One of these things is not like the others (in that it relies heavily on RNG effects).
Niggling point aside, it goes back to the fact that cRPGs grew out of pen and paper RPGs which, being exercises of the imagination rather than actual user experiences, use dice to model the limitations of character's abilities. Since modern video games can model environments quite convincingly, it's no longer necessary to simulate these kinds of effects with abstract probability. I don't need to roll to determine whether my archer hits the goblin with his arrow when I can actually see whether my arrow lands or target or not.
What is lost, I suppose, is some of the actual role playing. How well Commander Shepard shoots is not determined by his or her own abilities (which in an old school RPG would be abstracted into stats) but by those of the player. In this regard, Commander Shepard is less an independent character and more an avatar or extension of the player in the same way as Marcus Fenix or any other video game character who theoretically has a "character" of their own but really just exists to serve as a medium between player and game.
Is this bad? Not necessarily.. I think there's an unhealthy element of nostalgia-blinded grognardism in the relentless demand for old school RPGs, and I think people often forget too quickly quite how tedious a lot of those games actually were to play. But clearly there's a market here somewhere which is not being adequately satisfied. Planescape Torment may be rightly remembered as one of the best RPG storylines of all time, but seriously.. go back and actually play it, because I think you'll find that the actual gameplay is often punishingly dull.

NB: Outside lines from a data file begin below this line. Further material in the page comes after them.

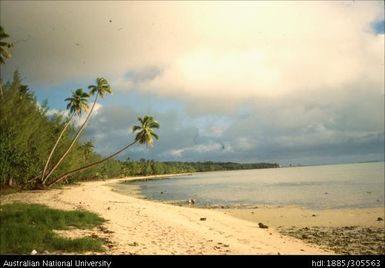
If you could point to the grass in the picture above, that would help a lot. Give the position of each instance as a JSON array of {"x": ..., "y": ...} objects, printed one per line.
[{"x": 25, "y": 227}]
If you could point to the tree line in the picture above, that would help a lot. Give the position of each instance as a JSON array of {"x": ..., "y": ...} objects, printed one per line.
[
  {"x": 37, "y": 150},
  {"x": 150, "y": 167}
]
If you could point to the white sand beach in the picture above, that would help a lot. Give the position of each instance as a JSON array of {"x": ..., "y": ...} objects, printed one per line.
[{"x": 137, "y": 226}]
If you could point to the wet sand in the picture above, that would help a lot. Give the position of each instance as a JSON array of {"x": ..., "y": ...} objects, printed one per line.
[
  {"x": 345, "y": 231},
  {"x": 137, "y": 226}
]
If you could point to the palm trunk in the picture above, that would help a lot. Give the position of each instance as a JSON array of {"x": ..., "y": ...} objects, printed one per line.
[
  {"x": 72, "y": 143},
  {"x": 54, "y": 148},
  {"x": 69, "y": 173}
]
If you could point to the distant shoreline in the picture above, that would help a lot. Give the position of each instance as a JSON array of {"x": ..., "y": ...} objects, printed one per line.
[{"x": 137, "y": 226}]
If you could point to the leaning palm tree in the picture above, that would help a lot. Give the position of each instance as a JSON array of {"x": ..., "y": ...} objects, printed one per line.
[
  {"x": 4, "y": 46},
  {"x": 101, "y": 88},
  {"x": 77, "y": 104},
  {"x": 145, "y": 134}
]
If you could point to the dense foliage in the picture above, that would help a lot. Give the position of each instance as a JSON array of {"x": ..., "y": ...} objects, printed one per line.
[{"x": 150, "y": 167}]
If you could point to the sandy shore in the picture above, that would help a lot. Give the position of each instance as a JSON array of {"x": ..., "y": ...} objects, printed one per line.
[
  {"x": 137, "y": 226},
  {"x": 345, "y": 231}
]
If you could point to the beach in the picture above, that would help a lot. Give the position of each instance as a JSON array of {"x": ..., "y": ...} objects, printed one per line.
[{"x": 138, "y": 226}]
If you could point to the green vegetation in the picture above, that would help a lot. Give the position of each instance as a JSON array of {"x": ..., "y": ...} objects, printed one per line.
[
  {"x": 28, "y": 134},
  {"x": 38, "y": 150},
  {"x": 4, "y": 46},
  {"x": 150, "y": 167},
  {"x": 25, "y": 227}
]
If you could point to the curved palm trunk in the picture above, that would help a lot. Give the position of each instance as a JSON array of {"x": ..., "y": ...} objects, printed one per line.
[
  {"x": 69, "y": 173},
  {"x": 72, "y": 143},
  {"x": 54, "y": 147}
]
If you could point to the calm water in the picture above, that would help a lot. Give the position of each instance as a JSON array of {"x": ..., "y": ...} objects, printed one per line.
[{"x": 317, "y": 187}]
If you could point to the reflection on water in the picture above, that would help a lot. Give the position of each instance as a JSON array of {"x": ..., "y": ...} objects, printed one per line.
[{"x": 317, "y": 187}]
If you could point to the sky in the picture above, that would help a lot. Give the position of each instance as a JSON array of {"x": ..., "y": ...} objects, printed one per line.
[{"x": 292, "y": 82}]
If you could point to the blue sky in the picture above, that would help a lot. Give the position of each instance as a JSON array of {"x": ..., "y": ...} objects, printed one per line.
[{"x": 287, "y": 82}]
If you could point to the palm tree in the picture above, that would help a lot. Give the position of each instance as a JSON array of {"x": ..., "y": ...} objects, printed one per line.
[
  {"x": 101, "y": 88},
  {"x": 76, "y": 105},
  {"x": 87, "y": 149},
  {"x": 4, "y": 46},
  {"x": 145, "y": 133}
]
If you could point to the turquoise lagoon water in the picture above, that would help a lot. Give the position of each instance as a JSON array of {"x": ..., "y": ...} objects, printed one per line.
[{"x": 317, "y": 187}]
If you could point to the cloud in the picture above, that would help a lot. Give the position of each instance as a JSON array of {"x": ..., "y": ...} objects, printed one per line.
[{"x": 264, "y": 80}]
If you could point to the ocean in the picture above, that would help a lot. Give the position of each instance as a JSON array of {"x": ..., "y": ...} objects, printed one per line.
[{"x": 316, "y": 187}]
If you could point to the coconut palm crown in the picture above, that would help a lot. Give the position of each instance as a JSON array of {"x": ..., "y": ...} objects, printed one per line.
[
  {"x": 101, "y": 88},
  {"x": 145, "y": 132},
  {"x": 78, "y": 102}
]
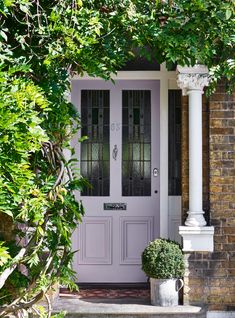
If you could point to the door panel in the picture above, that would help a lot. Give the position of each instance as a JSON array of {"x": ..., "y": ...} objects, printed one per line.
[{"x": 122, "y": 123}]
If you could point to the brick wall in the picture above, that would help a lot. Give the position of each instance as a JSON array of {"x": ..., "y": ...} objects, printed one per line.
[{"x": 210, "y": 277}]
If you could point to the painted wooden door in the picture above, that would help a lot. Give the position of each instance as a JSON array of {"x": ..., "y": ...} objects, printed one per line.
[{"x": 121, "y": 161}]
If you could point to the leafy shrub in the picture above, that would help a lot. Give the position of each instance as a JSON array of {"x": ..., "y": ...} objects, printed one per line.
[{"x": 163, "y": 259}]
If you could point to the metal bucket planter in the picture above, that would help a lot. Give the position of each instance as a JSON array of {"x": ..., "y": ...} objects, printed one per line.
[{"x": 165, "y": 292}]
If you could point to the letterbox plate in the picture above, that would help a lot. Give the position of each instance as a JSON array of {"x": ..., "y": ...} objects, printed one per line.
[{"x": 115, "y": 206}]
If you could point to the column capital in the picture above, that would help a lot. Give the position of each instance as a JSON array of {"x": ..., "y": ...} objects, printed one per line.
[{"x": 192, "y": 78}]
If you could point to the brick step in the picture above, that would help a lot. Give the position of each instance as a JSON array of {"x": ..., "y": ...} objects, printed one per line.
[{"x": 123, "y": 308}]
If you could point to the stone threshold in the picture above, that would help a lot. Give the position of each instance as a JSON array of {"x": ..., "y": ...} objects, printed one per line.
[{"x": 122, "y": 308}]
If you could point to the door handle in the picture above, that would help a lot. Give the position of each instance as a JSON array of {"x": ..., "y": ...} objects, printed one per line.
[
  {"x": 115, "y": 152},
  {"x": 155, "y": 172}
]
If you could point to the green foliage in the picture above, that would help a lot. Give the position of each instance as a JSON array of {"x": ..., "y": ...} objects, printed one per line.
[
  {"x": 42, "y": 44},
  {"x": 163, "y": 259},
  {"x": 4, "y": 254}
]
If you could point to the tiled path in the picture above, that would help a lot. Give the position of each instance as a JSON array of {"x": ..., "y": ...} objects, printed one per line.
[{"x": 106, "y": 293}]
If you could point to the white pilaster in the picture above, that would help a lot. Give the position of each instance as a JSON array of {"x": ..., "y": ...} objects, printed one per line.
[{"x": 192, "y": 81}]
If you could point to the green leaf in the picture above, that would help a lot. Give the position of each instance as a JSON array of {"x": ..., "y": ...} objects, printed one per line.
[{"x": 228, "y": 14}]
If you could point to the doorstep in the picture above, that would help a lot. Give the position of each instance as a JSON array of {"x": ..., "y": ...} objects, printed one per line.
[{"x": 122, "y": 308}]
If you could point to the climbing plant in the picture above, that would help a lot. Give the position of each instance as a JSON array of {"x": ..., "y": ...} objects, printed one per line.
[{"x": 42, "y": 44}]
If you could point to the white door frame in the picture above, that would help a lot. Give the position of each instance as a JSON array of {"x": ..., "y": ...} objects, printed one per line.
[{"x": 167, "y": 81}]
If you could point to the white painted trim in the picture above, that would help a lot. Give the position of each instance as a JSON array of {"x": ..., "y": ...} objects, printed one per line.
[
  {"x": 220, "y": 314},
  {"x": 174, "y": 207},
  {"x": 167, "y": 81},
  {"x": 133, "y": 75},
  {"x": 164, "y": 158}
]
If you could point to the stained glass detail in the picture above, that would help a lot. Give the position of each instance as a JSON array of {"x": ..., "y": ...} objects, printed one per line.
[
  {"x": 95, "y": 151},
  {"x": 136, "y": 143}
]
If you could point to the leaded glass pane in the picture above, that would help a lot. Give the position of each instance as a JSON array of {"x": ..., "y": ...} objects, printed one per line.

The other thing is that, thanks to World of Warcraft, MMOs have really taken up that stat-focused RNG-based gameplay model, and a lot of them do it very well. Furthermore, the kinds of persistent worlds used in MMOS are simply a better environment for that model, because in a single player game any idiot can save scum their way through to the best result. I remember spending hours in Fallout as a kid making endless pickpocket attempts despite having invested nothing into pickpocket and simply reloading like a ***** whenever I failed, which isn't the intended effect or any meaningful form of roleplaying. An RNG is intended to test your ability to manage risk (which I now absolutely love in games, and feel is too often neglected in favor of a relentless and constant system of churning out empty reward) and to force you to behave in line with your characters actual abilities for fear of fucking things up, but in truth outside of a persistent world it's only really a test of of your ability to mash quickload.